In a law subject I tutored at La Trobe University in 2002, one item of assessment was basically the same as the 2001 version – the names of the problem’s “characters” had been changed, but the legal basics were the same. (I wasn’t aware of this fact at the time the assignment was set. If I had been responsible for setting the assignment, I would have made it all-new.)
One of the assignments I marked – from a NESB overseas student – was, although unremarkable for its semi-literacy, particularly odd because the names of the characters changed midway through. As you may have guessed, it turned out that this student had copied part of another student’s (or possibly her own) prior-year answer into her 2002 assignment answer.
Clearly, this was a case of plagiarism. More importantly, perhaps, it was a case of such supine dumbness that surely the offending student had no business being in the higher education system, period. I can’t remember the penalty, if any, the student received for this, but it certainly wasn’t course-threatening. Nor, as I have since discovered, was this one-two scenario – of mind-bendingly stupid cheating, followed by a lack of any meaningful penalty, unprecedented.
For whatever reason, these sorts of incident seem to not even register on James McConvill’s radar, when it comes to the woes of modern academia. But anyway, back to Deakin law school – with an anecdote that doesn’t involve James, actually, but does rather fit within modern academia’s woes, nonetheless.
In 2nd semester 2005, I lectured and tutored in a new (for me) law subject. I was paid for this sessionally (= by the teaching hour). Under the Enterprise Bargaining Agreement in place at the time, sessional/casual teaching staff could not teach more than 60% of a typical full-time load, unless they were actually paid as full-time staff. My teaching load of five hours per week plainly exceeded this 60% threshold (a typical full-time load was/is 7.5 hours/week), and from early in the semester, I attempted to get this recognized, and paid accordingly (which meant an extra $15,000 or so (gross) for me).

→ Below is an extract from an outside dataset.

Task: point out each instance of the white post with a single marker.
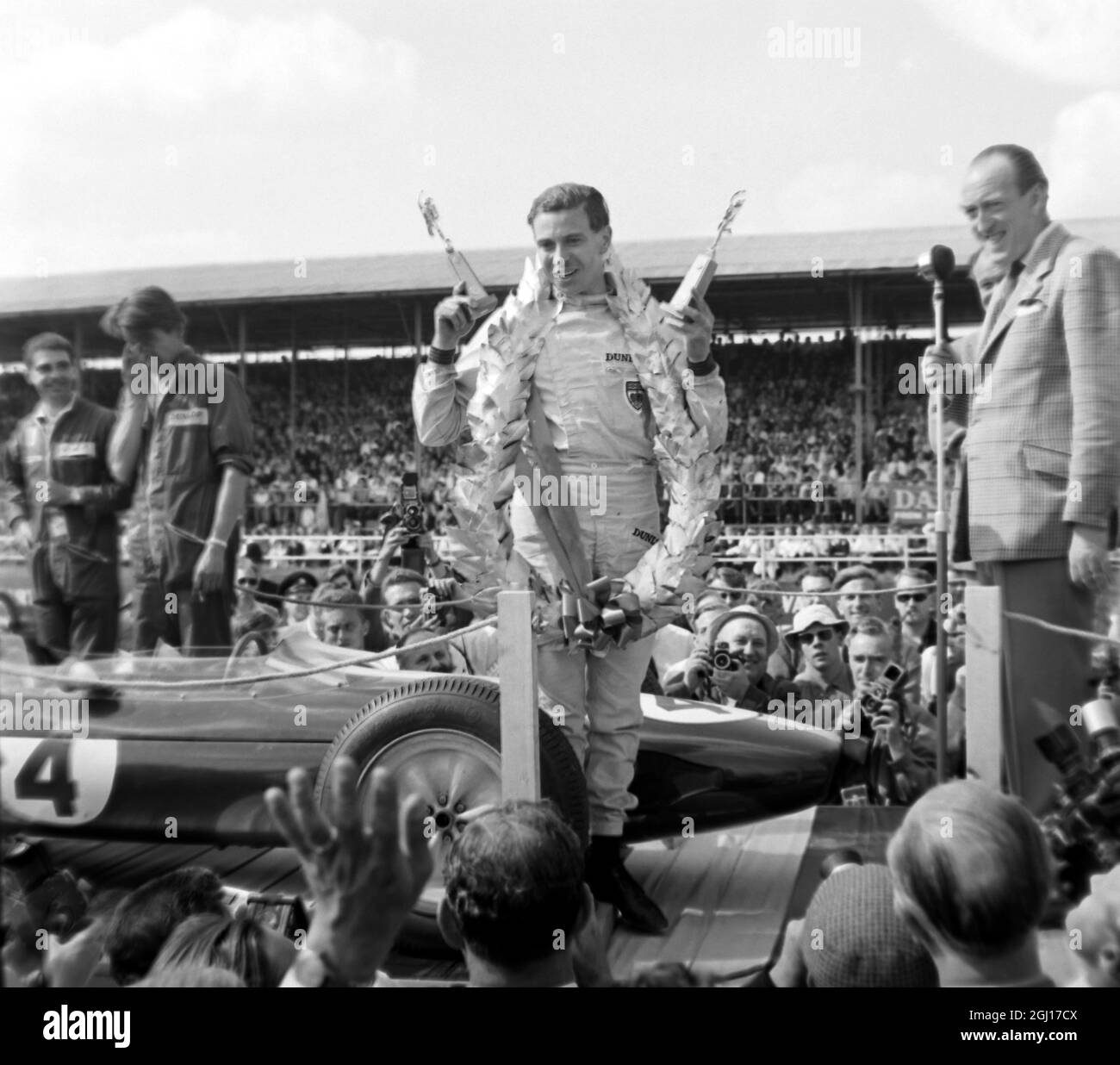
(984, 722)
(521, 754)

Deakin law school managers (and university HR) were, to put it mildly, reluctant to obey the law here. By repeatedly putting bizarre new twists on the unassailable maths at centre, the teaching semester ended with no resolution in sight. Unfortunately, my union support also ended at this time (as the 60%-rule was omitted in a new EBA, then just starting operation, my case would have no value as a future precedent). Nor was going on my own to the Federal Magistrates Court (where EBAs are enforced) a viable option. The unrecoverable costs of chasing $15,000 make such a move futile, even if a win is virtually guaranteed.
So if there’s one thing to take away from reading this folks, it’s that Deakin University law school is a gutter, criminal operation. James McConvill is well to be free of them, although the irony is that his latest outpourings sound more and more “Deakin” – that is to say, uncivilised and steam-rolling over the basic law-and-justice concepts that one ostensibly professes and respects.